Codesota · RL EnvironmentsWhich environments still separate modelsUpdated: June 7, 2026

§ 00 · Premise

Anyone can list a thousand RL environments. Which ones still separate models?

An environment is only worth training on while it pulls the best and worst models far apart. Once every frontier model clears it — or none can — it stops teaching anything.

So we score every RL / agent environment with public model results by discriminative power — the spread it produces across models, penalised as the leader hits the ceiling. 12 scored; 9 still discriminate, 3 are saturated or floored.

The ranking →By capability gap What we build

§ 01 · The headline

The sharpest environment right now is Terminal-Bench 2.0 — it spreads models 87% from top to bottom on terminal / SWE-sysadmin agents. The environments still doing real work are OSWorld-Verified, DeepSWE, FrontierSWE.

Counting environments tells you nothing about whether training on them moves a model. This page is which ones do.

§ 02 · Ranking

Every scored environment, by discriminative power.

Spread = how far apart the best and worst model land. Saturated environments (leader ≥ 90%) and floored ones (no model clears 15%) are flagged — high or low, but no separation left.

Copper rows still discriminate. Faded rows have hit a ceiling or a floor.

#	Environment	Models	Top	Spread	Status	Discriminative
01	Terminal-Bench 2.0accuracy · terminal / SWE-sysadmin agents	7	90%	87%	saturated	0.86
02	OSWorld-Verifiedsuccess-rate · desktop computer-use	16	84%	81%	alive	0.81
03	DeepSWEpass-rate · long-horizon agentic coding	12	70%	65%	alive	0.65
04	FrontierSWEdominance · frontier software engineering	11	83%	59%	alive	0.59
05	GBA Evaloverall · long-horizon SWE (build a GBA emulator)	10	53%	53%	alive	0.53
06	SkillsBenchpass-rate (with skills) · agent skills (multi-domain)	16	55%	43%	alive	0.43
07	Diplomacy Arenaperformance · strategy / negotiation (games)	15	60%	29%	alive	0.29
08	WebBenchsuccess-rate · browser agents (live web)	5	66%	22%	alive	0.22
09	Cua-Benchsuccess-rate · GUI computer-use (desktop + mobile)	6	68%	14%	alive	0.14
10	CompileBenchpass@1 · compile/cross-compile real OSS	6	100%	27%	saturated	0.14
11	SWE-Bench-Proresolve-rate · software engineering (audited)	4	67%	11%	alive	0.11
12	COBOLBenchpass@4 · legacy enterprise (COBOL) — floor effect	5	11%	2%	floored	0.02

Discriminative power = spread, penalised as the top model passes 90% of the ceiling. Environments with ≥ 3 public model scores, normalized 0..1. Floored = even the best model stays under 15% (the environment discriminates only by degree of failure).
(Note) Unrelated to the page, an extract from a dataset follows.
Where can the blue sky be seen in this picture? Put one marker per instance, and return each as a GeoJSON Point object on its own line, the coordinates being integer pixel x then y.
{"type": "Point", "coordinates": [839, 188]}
§ 03 · Redundant vs unique

Which environments give you the same signal twice?

The public leaderboards share models. So we can ask whether two environments rank those models the same way. High correlation means running both is redundant; low or negative means each catches what the other misses.

Most redundant: GBA Eval ≈ FrontierSWE (r = 0.94, 6 shared models) — pick one.

Most complementary: OSWorld-Verified vs SkillsBench (r = 0.27) — they measure different things.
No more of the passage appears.